Dikkat! 7lik deprem bekliyoruz
Abone olİster felaket tellallığı ister aşırı hassasiyet deyin ancak bilim insanları pekte iç açıcı konuşmuyor. İşte o yorumlar;
Kuzey Marmara Fay Hattı üzerinde son iki yılda 3’ten
büyük 45 deprem kaydedildi. Marmara Denizi’nde olan deprem sayısı
ise 2 bin 500’e ulaştı. Uzmanlara göre bunun anlamı şu: “Deprem
kendisini hatırlatıyor, bölgede büyük deprem olma potansiyeli
var.
Olası Marmara depremi ve alınması gereken önlemler gündemden
düşmeye başladığı deprem gerçeği kendisini yeniden hatırlatıyor.

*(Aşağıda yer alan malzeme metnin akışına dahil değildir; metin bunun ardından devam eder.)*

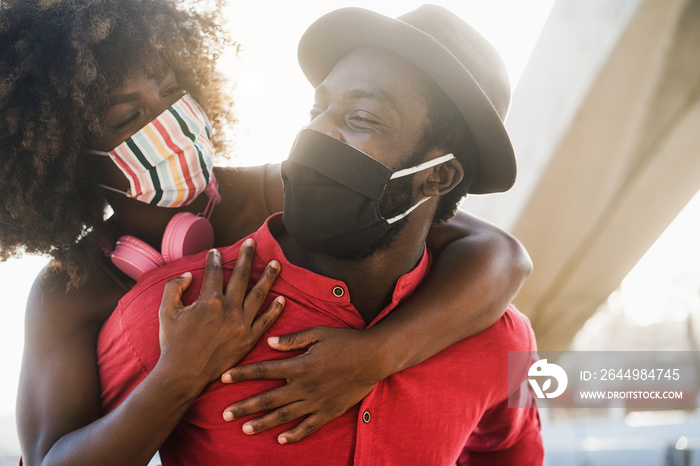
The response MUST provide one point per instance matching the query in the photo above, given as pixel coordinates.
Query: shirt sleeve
(506, 436)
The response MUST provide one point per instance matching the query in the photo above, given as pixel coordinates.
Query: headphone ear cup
(135, 257)
(186, 234)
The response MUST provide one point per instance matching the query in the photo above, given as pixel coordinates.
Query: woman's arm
(477, 272)
(59, 395)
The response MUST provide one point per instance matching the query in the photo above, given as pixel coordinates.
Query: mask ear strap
(422, 166)
(400, 216)
(212, 192)
(109, 188)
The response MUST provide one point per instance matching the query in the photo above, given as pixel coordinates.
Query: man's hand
(339, 368)
(202, 340)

Son olarak haftasonu meydana gelen 4,2 büyüklüğündeki deprem buna
bir örnek. Uzmanlara göre; bu tür depremlerin öncü ya da daha büyük
bir depremin tetikleyicisi olarak algılanmasının yanlış, ancak fay
hattı bu depremlerle varlığını hatırlatıyor ve karakteri hakkında
önemli ipuçları veriyor.
"FAY SON DERECE AKTİF”
Prof. Dr. Haluk Eyidoğan (İTÜ Jeofizik Mühendisliği
Bölümü)
“Bölgenin genel karakterine baktığımız zaman, o hat üzerinde son
iki yılda 3’ten büyük 45 deprem kaydedildi. Son iki yılda Marmara
Denizi’nde kaydettiğimiz deprem sayısı ise 2 bin 500 civarında.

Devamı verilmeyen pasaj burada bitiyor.